Is alleen van toepassing op geïnstalleerde services of services die door dit pakket zijn geïnstalleerd met SERVICE_AUTO_START in het veld StartType van de ServiceInstall-tabel.SERVICE_CONFIG_REQUIRED_PRIVILEGES_INFO6 Wijzig de lijst met bevoegdheden die zijn vereist voor de service.
Voer een lijst met aangevraagde bevoegdheden in het veld Argument in. De opgemaakte tekenreekswaarde in het veld Argument bevat de Bevoegdheidsconstanten voor de aangevraagde bevoegdheden. U kunt de syntaxis [~] van de opgemaakte tekenreeks gebruiken om een null-teken in te voegen. Scheid de bevoegdheidsconstanten in de lijst door [~].SERVICE_CONFIG_SERVICE_SID_INFO5 Voeg een service-SID-type toe aan het procestoken dat deze service bevat.
Voer in het veld Argument een geldig service-SID-type in voor de SERVICE_SID_INFO structuur: SERVICE_SID_TYPE_NONE (0x00), SERVICE_SID_TYPE_RESTRICTED (0x03) of SERVICE_SID_TYPE_UNRESTRICTED (0x01).SERVICE_CONFIG_PRESHUTDOWN_INFO7 Configureer de tijdsduur waarop de Service Control Manager- (SCM) wacht voordat u doorgaat met andere afsluitbewerkingen. De SCM wacht op deze periode nadat de SERVICE_CONTROL_PRESHUTDOWN melding naar de service is verzonden.

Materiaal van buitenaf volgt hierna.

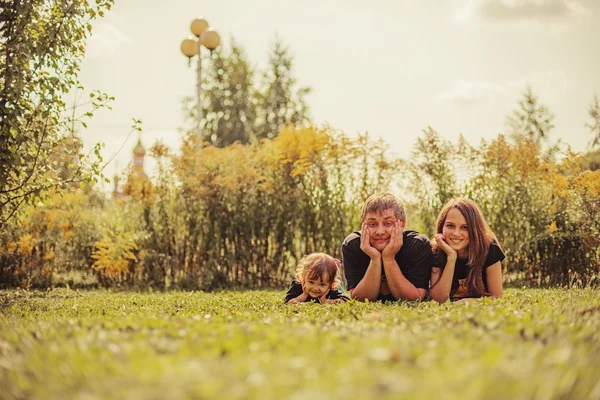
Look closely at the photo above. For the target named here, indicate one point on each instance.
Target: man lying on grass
(383, 261)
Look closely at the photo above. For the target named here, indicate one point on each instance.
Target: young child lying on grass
(317, 279)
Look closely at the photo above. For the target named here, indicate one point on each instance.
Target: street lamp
(205, 35)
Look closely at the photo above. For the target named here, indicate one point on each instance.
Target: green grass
(531, 344)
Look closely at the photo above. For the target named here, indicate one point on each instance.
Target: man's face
(380, 226)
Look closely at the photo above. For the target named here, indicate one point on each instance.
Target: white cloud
(541, 12)
(555, 80)
(105, 41)
(550, 84)
(472, 92)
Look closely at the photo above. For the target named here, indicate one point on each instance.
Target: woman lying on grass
(317, 279)
(467, 255)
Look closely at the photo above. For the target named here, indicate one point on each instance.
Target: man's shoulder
(352, 239)
(415, 238)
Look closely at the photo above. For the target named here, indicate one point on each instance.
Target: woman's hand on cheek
(442, 244)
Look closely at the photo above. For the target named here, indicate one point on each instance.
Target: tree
(280, 102)
(531, 119)
(594, 126)
(42, 46)
(229, 98)
(235, 108)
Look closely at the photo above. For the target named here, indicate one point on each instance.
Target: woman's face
(456, 232)
(316, 287)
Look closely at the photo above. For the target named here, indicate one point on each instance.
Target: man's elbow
(418, 295)
(360, 297)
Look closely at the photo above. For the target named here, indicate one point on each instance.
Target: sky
(388, 67)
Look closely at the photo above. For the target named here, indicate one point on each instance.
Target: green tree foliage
(541, 210)
(228, 93)
(531, 119)
(244, 214)
(42, 46)
(280, 101)
(594, 126)
(236, 107)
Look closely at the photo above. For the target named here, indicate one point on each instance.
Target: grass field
(531, 344)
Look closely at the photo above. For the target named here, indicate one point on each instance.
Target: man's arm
(400, 287)
(369, 285)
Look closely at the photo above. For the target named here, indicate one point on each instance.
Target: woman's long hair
(480, 240)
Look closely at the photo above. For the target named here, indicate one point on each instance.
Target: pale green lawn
(532, 344)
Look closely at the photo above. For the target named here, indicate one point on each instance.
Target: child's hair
(480, 239)
(319, 265)
(379, 202)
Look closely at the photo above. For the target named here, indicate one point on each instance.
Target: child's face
(316, 287)
(456, 232)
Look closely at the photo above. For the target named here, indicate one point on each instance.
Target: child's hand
(333, 301)
(300, 299)
(441, 241)
(323, 299)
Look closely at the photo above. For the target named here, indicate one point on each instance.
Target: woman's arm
(441, 281)
(494, 279)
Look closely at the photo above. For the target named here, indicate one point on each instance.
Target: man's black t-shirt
(295, 290)
(459, 288)
(415, 259)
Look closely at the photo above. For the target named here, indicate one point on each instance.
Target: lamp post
(209, 38)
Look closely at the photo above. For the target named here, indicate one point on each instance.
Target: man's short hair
(379, 202)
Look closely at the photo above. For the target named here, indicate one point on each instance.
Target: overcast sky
(389, 67)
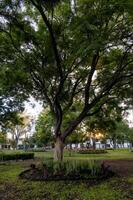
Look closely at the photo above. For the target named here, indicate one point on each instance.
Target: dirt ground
(122, 167)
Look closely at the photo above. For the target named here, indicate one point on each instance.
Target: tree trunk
(58, 150)
(94, 144)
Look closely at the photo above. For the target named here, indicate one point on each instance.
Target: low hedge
(92, 151)
(16, 156)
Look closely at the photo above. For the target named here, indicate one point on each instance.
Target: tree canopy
(74, 56)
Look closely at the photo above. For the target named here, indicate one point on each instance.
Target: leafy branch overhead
(75, 57)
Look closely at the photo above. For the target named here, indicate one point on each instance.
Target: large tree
(73, 55)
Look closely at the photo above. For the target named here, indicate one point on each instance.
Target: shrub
(92, 151)
(16, 156)
(74, 169)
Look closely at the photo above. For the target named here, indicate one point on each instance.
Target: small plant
(16, 156)
(82, 169)
(92, 151)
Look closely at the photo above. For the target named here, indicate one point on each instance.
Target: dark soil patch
(121, 167)
(36, 174)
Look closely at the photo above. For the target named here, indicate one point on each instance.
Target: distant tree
(3, 138)
(74, 57)
(18, 129)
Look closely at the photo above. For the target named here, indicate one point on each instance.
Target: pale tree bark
(58, 149)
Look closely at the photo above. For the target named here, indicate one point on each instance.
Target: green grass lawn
(12, 188)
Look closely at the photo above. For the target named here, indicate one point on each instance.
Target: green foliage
(77, 169)
(2, 138)
(92, 151)
(16, 156)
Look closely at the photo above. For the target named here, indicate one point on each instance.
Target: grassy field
(12, 188)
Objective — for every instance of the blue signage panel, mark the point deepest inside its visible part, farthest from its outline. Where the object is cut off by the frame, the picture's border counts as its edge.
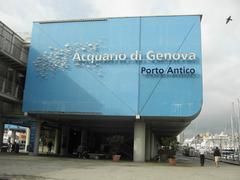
(149, 66)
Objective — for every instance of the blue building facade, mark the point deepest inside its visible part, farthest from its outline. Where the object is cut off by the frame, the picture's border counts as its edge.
(146, 69)
(147, 66)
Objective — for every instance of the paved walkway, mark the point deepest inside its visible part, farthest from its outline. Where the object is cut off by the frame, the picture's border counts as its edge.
(41, 168)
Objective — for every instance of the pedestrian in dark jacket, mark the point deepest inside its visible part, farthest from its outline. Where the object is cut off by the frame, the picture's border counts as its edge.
(217, 156)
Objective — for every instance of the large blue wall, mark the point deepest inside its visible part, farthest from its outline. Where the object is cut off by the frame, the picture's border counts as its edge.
(56, 83)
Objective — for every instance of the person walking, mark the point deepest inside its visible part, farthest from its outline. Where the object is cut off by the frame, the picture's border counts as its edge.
(217, 156)
(202, 156)
(50, 145)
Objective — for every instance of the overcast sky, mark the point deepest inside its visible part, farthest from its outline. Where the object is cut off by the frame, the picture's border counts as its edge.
(220, 42)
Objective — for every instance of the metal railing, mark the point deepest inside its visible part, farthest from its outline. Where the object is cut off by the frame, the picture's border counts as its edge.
(12, 45)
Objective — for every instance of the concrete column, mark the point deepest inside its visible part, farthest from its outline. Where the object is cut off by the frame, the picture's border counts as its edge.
(27, 142)
(148, 144)
(64, 141)
(1, 132)
(56, 142)
(139, 141)
(83, 138)
(36, 140)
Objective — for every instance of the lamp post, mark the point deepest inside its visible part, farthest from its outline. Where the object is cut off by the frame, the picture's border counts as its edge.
(238, 133)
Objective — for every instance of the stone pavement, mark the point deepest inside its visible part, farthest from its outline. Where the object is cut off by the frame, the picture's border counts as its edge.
(22, 167)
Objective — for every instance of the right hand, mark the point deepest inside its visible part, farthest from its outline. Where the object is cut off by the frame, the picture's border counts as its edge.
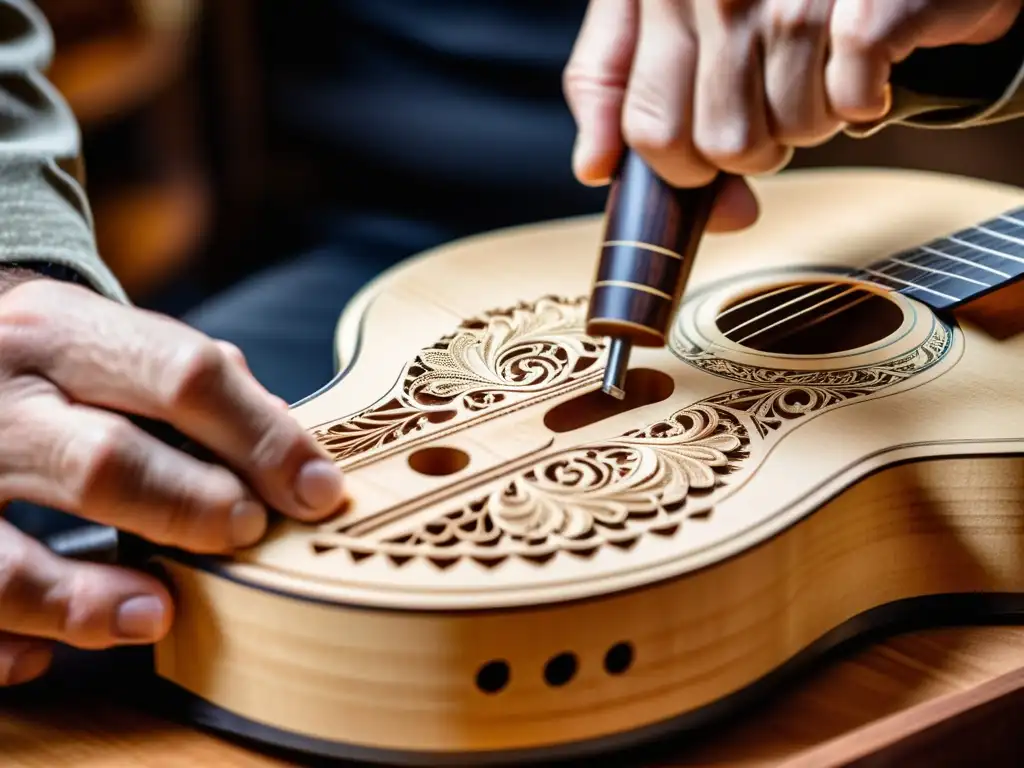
(70, 359)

Voer de tijdsvertragingslengte in milliseconden in het veld Argument in. Laat het veld Argument leeg om de tijdsvertraging opnieuw in te stellen op de standaardwaarde van 3 minuten.SERVICE_CONFIG_FAILURE_ACTIONS_FLAG4 Configureer wanneer de mislukte acties voor deze service moeten worden uitgevoerd. Deze instelling wordt genegeerd als de service geen geconfigureerde mislukte acties heeft.
Voer 0 in om de acties alleen uit te voeren als de service wordt beëindigd zonder SERVICE_STOPPEDte rapporteren.
Voer 1 in om de acties uit te voeren als de service de rapportage SERVICE_STOPPED beëindigt en het dwWin32ExitCode lid van SERVICE_STATUS structuur niet is ERROR_SUCCESS. Geconfigureerde mislukte acties worden ook uitgevoerd als de service wordt beëindigd zonder SERVICE_STOPPEDte rapporteren. -
argument
-
De waarde in dit veld, gecombineerd met de waarde in het veld ConfigType, geeft aan welke wijziging moet worden aangebracht in de serviceconfiguratie. De opgegeven wijziging wordt van kracht wanneer het systeem de volgende keer wordt gestart.
-
Component_
-
Externe sleutel naar de kolom Component van de Component Table.